The Lion, the Polygamist, and the Biofuel Scam
How a member of a breakaway Mormon sect teamed up with a Lambo-driving, hard-partying tycoon to bilk the government for hundreds of millions of dollars.
Quote of the Week:
“You only need to know the direction, not the destination. The direction is enough to make the next choice.” — James Clear
Facts of the Week:
The average heart rate in San Francisco rose by 4 beats per minute the day Donald Trump was elected.
Holding hands causes heart rates, breathing, and brainwaves to synchronise.
Hand dryers in public toilets blow faecal bacteria all-round the room and spread it evenly over your hands.

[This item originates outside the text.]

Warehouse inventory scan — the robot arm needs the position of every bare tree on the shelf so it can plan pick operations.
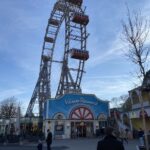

7% of Netflix users watch movies in public toilets.
The pig toilet, once common in rural China, fed human waste straight to the pigs.
Germany, you can be fined €2500 for calling someone an “old pig”.
During the First World War, truces would occasionally be called in the trenches so both sides could yell insults at each other.
During the Christmas truce of 1914, one English soldier got a haircut from a German who used to be his barber in Holborn.
In 1865, the Duke of Buckingham was blown from Holborn to Euston through a pneumatic tube intended for parcels.
Cartoon of the Week:
Tweet of the Week:
Headline of the Week:
Brainteaser of the Week:
Which of the following words does not belong with the others?
REWARD TORT SNOOPS MEAL MOOR
Last Week’s Brainteaser and Answer:
Your task is to make 100 by placing pluses and minus is in the string of digits 9 8 7 6 5 4 3 2 1 in that order. But that's not actually your only task. To get full credit on this puzzle, you must find the least number of pluses and minuses needed to get to 100.
Answer:
98 – 76 + 54 + 3 + 21. So, four symbols.